El contexto no es menor. En Washington circulan especulaciones sobre posibles inversiones de figuras cercanas a Trump en sectores estratégicos de Cuba, especialmente en un momento en que La Habana atraviesa una crisis económica sin precedentes y busca desesperadamente oxígeno financiero. La oferta del vicecanciller, presentada como una disposición pragmática, es en realidad una maniobra clásica del Gobierno cubano: insinuar oportunidades económicas para atraer atención y dividir a sus críticos, sin comprometer cambios estructurales ni transparencia.
Lo llamativo es la actitud del New York Times, que vuelve a servir de altavoz a un régimen que mantiene encarcelados a artistas, periodistas y activistas, y que reprime cualquier forma de disidencia. El periódico, que en otras latitudes ejerce un escrutinio riguroso sobre gobiernos autoritarios, adopta en el caso cubano un tono sorprendentemente indulgente. La entrevista con Fernández de Cossío se presenta como una pieza informativa, pero el marco narrativo suaviza la naturaleza del interlocutor y omite elementos esenciales: la falta de libertades económicas reales, la inexistencia de un Estado de derecho y la arbitrariedad con la que el Gobierno decide quién puede invertir y quién no.

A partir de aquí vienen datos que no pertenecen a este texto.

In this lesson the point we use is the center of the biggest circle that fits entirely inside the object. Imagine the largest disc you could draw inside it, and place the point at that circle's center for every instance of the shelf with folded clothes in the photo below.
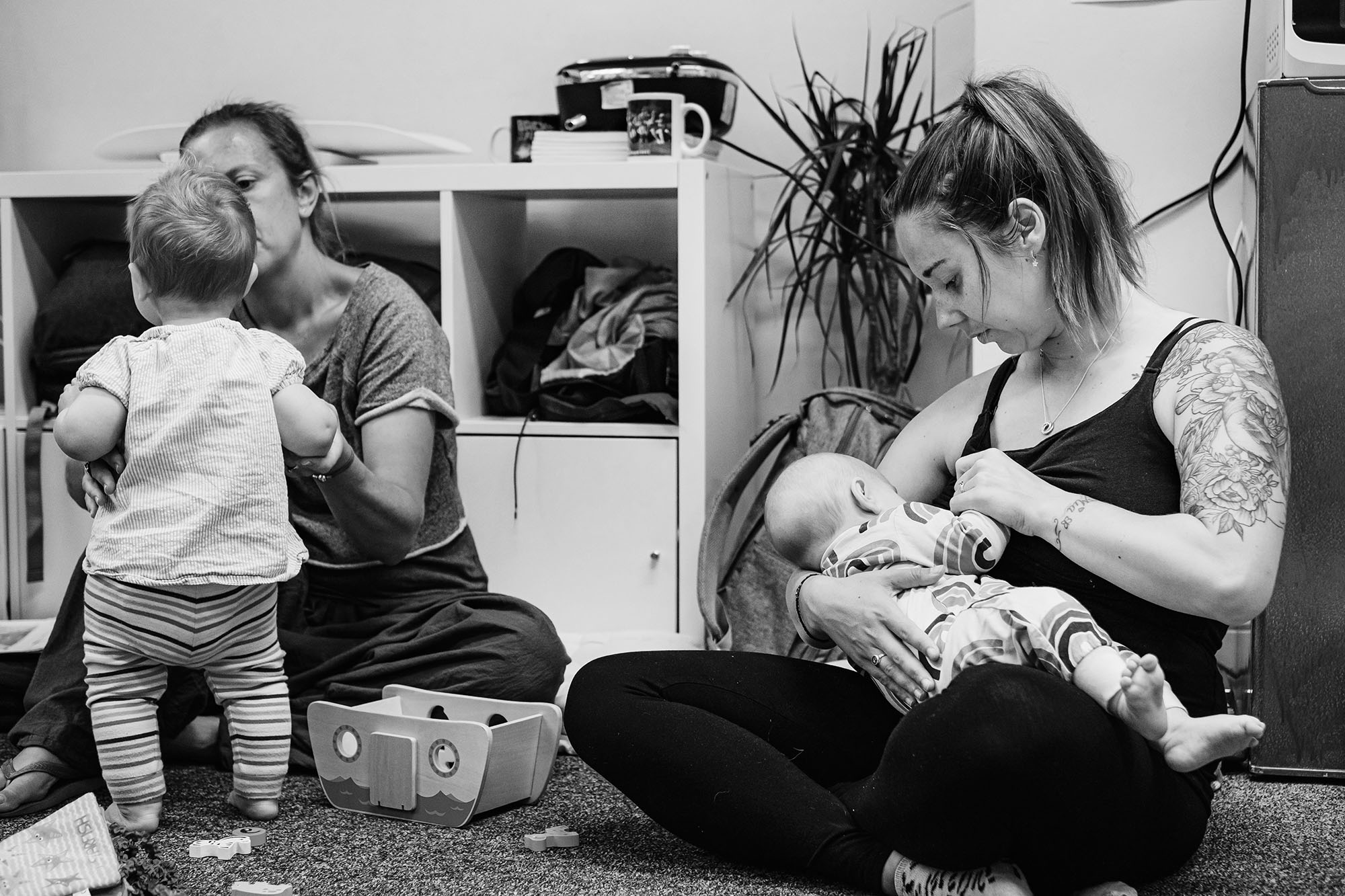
(482, 228)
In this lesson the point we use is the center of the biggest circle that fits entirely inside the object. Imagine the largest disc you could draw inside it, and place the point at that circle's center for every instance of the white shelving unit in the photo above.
(609, 516)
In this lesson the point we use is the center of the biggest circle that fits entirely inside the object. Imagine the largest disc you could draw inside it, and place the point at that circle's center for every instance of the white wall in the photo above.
(73, 72)
(1155, 83)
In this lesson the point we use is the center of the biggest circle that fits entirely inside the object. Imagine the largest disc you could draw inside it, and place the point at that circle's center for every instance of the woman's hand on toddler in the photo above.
(993, 483)
(323, 464)
(100, 479)
(861, 616)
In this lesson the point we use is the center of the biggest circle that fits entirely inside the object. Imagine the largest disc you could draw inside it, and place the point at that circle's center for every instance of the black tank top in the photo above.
(1122, 458)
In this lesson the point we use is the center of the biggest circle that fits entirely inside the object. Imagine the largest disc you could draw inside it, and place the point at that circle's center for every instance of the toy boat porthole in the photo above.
(346, 744)
(443, 758)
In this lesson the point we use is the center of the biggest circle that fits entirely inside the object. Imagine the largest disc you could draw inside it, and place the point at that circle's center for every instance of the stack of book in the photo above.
(579, 146)
(590, 146)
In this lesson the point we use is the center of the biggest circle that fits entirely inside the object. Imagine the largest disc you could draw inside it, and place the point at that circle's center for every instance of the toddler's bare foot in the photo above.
(142, 817)
(1192, 743)
(1140, 702)
(255, 809)
(913, 879)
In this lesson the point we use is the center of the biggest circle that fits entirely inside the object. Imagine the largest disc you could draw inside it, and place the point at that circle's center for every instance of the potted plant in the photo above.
(832, 224)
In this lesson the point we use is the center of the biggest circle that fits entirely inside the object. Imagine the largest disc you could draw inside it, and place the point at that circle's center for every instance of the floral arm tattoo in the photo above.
(1234, 448)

Las palabras del vicecanciller, además, revelan una contradicción evidente. Mientras La Habana insiste en que cualquier inversión debe “respetar las leyes cubanas”, el propio sistema legal de la isla está diseñado para garantizar el control absoluto del Estado sobre cualquier actividad económica. No existe seguridad jurídica, no hay tribunales independientes y los inversores extranjeros dependen de la voluntad política del Partido Comunista. En ese marco, hablar de “hacer negocios” es más un gesto propagandístico que una propuesta seria.

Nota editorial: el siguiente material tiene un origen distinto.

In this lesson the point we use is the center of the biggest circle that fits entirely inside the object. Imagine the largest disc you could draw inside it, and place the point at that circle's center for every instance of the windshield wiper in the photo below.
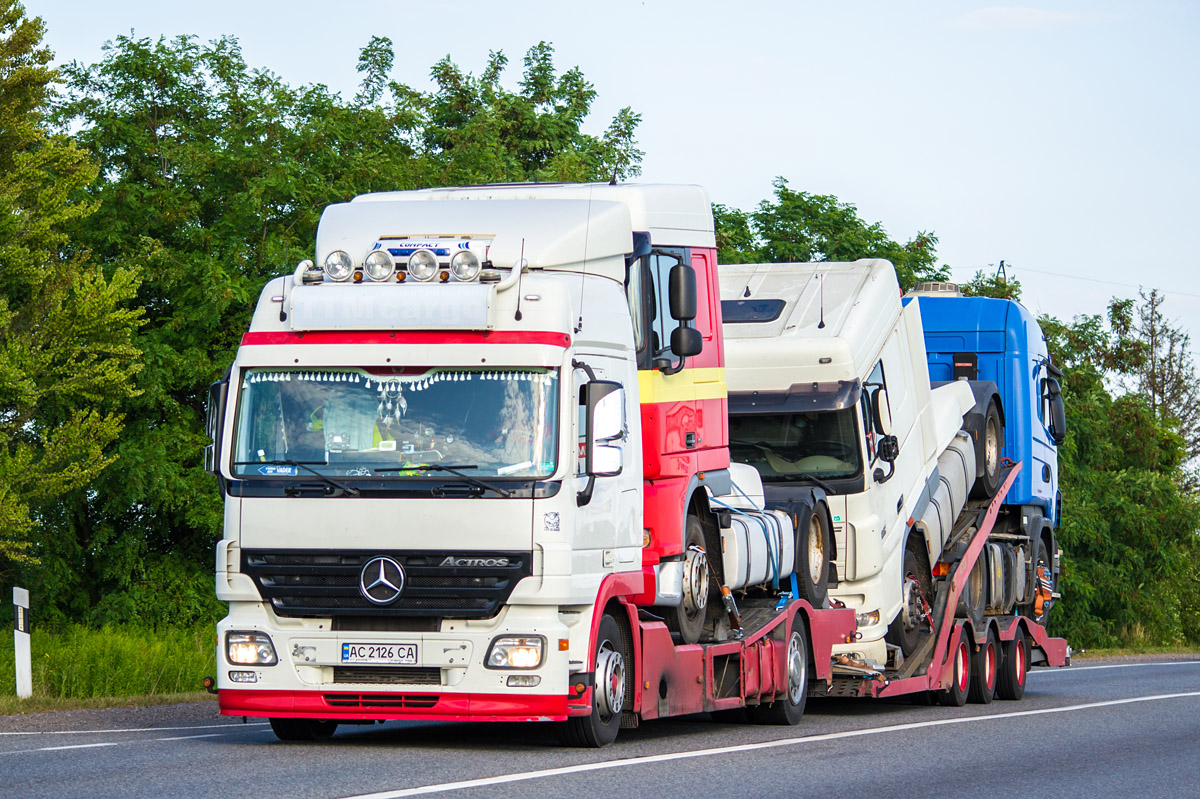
(819, 481)
(307, 467)
(454, 470)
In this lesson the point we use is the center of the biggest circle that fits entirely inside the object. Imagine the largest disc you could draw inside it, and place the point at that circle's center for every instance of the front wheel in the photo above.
(789, 709)
(688, 619)
(599, 728)
(303, 730)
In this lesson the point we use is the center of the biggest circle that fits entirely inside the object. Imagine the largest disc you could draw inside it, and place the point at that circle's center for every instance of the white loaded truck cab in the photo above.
(829, 386)
(472, 457)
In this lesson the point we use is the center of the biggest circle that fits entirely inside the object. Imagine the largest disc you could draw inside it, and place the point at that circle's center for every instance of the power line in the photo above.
(1074, 277)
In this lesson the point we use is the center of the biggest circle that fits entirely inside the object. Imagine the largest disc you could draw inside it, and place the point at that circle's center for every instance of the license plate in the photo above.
(389, 654)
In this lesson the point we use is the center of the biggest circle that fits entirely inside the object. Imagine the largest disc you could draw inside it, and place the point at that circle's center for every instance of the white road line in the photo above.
(743, 748)
(1072, 670)
(54, 749)
(132, 730)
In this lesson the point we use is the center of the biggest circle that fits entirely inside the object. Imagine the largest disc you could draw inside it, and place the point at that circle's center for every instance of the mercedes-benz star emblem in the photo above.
(382, 581)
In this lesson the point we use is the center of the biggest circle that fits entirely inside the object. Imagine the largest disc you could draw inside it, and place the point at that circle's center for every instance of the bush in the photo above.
(79, 662)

El New York Times, al reproducir estas declaraciones sin someterlas a un análisis crítico, contribuye a una narrativa que beneficia al régimen y confunde al lector. La cuestión no es si Trump o su entorno podrían invertir en Cuba, sino por qué el Gobierno cubano utiliza a un medio influyente para enviar señales políticas mientras mantiene intacto su aparato represivo. La operación comunicativa es evidente: proyectar normalidad, insinuar oportunidades y presentarse como un actor racional ante la comunidad internacional, justo cuando la situación interna es cada vez más insostenible.

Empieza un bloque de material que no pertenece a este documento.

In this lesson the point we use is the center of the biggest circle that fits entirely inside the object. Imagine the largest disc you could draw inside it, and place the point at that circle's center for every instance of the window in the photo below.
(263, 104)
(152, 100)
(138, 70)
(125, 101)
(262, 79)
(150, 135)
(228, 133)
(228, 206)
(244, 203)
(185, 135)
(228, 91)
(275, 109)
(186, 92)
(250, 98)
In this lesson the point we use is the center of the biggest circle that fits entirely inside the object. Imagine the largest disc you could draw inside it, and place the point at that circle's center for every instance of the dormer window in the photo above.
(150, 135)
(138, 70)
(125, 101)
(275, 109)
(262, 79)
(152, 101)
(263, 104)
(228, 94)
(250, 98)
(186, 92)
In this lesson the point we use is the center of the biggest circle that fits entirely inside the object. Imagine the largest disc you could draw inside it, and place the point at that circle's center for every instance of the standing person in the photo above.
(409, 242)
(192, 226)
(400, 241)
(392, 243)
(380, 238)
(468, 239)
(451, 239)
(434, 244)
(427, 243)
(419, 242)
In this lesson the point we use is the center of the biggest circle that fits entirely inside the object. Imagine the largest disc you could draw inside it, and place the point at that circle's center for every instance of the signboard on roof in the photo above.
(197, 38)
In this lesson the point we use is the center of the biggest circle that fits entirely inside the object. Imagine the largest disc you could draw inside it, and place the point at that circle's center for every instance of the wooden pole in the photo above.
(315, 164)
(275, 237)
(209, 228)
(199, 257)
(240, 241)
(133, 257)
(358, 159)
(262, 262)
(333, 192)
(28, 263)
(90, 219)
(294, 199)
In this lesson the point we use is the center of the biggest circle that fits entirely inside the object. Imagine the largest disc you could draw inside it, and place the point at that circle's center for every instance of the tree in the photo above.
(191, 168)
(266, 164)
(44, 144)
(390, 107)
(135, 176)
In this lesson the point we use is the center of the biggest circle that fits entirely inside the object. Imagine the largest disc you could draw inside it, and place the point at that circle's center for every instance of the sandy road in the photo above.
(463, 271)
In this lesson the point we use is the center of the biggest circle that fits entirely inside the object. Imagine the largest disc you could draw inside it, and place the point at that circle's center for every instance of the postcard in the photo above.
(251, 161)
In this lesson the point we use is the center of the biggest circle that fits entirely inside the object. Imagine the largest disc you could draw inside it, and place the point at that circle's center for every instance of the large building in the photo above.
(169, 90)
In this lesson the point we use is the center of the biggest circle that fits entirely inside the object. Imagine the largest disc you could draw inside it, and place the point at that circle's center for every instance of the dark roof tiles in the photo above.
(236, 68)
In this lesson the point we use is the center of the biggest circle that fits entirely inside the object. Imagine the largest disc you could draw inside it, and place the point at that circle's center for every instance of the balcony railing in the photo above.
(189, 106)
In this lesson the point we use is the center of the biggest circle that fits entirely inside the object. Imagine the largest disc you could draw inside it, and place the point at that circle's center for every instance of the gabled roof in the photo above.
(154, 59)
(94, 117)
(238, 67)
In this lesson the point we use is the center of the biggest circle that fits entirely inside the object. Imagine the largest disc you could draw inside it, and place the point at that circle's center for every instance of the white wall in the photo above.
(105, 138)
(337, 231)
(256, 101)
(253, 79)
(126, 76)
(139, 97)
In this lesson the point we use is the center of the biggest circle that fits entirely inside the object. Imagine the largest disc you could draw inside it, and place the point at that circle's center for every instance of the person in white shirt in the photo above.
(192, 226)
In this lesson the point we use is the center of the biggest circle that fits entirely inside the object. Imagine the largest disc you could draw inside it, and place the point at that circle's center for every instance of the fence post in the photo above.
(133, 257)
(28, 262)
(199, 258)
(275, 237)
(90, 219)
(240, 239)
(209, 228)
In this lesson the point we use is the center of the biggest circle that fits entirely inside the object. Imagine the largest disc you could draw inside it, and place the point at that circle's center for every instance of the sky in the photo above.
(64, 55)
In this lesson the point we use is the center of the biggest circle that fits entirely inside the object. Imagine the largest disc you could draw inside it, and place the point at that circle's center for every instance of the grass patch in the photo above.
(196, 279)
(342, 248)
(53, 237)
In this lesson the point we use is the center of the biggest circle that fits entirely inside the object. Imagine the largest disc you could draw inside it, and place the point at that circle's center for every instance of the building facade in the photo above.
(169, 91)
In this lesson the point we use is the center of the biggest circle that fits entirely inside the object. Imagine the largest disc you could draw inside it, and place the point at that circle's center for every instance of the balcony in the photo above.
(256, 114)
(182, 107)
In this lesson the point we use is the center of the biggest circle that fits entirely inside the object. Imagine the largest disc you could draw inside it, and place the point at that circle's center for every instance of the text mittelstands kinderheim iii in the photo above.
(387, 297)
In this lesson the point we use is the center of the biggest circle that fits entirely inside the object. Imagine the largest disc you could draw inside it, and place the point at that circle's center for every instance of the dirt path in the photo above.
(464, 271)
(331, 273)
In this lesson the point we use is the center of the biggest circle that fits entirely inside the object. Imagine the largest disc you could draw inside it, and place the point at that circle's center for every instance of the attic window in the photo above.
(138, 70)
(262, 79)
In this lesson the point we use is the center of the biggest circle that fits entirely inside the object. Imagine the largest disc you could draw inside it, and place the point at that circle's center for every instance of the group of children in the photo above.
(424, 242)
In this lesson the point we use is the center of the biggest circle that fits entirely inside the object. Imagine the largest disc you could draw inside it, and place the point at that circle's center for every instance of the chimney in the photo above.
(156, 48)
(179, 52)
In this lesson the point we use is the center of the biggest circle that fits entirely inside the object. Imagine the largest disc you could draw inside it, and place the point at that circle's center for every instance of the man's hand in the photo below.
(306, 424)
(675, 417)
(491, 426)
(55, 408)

Para Cuba, estas declaraciones son parte de una estrategia de supervivencia. Para el New York Times, representan un riesgo para su credibilidad. Y para los cubanos, dentro y fuera de la isla, son un recordatorio de cómo el régimen sigue utilizando la retórica diplomática para ganar tiempo, mientras la vida cotidiana se hunde en la precariedad.